Most corporate training is forgettable. Slide decks, hour-long webinars, PDFs nobody reads. The completion rates prove it: a Brandon Hall Group study found that the average employee finishes only 30% of assigned training content.
Animated training videos fix that problem. Employees who learn through animated video retain 65% more information than those who read text-only materials, according to research published in the Journal of Educational Psychology. Companies using animated training content report 40% shorter training cycles with higher comprehension scores.
This article breaks down 10 animated training videos that deliver real results, what specifically makes each one work, and how to build your own without overspending.

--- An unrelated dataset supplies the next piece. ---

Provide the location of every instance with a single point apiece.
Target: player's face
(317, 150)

What are animated training videos?
Animated training videos are short educational videos that use animation - 2D, 3D, motion graphics, or whiteboard illustration - to teach employees, customers, or students specific skills or concepts. They replace or supplement traditional training materials like manuals, slide decks, and in-person sessions.
The average animated training video runs 2 to 5 minutes. According to Wistia's engagement data, videos under 2 minutes hold 70% of viewers to completion. Videos between 2 and 6 minutes retain about 50%. Anything over 12 minutes drops below 35%.
| Animation style | Best for | Typical cost | Production time |
|---|---|---|---|
| 2D character animation | Soft skills, compliance, onboarding | $3,000-$15,000/min | 4-8 weeks |
| Motion graphics | Data, processes, technical concepts | $2,000-$10,000/min | 3-6 weeks |
| Whiteboard animation | Explanations, step-by-step guides | $1,500-$5,000/min | 2-4 weeks |
| 3D animation | Product demos, medical, engineering | $10,000-$30,000/min | 6-12 weeks |
| Screencast + animation hybrid | Software training, SaaS onboarding | $1,000-$4,000/min | 2-3 weeks |
For a complete breakdown of all animation styles including stop motion, claymation, rotoscoping, and frame-by-frame, see our guide to types of animation.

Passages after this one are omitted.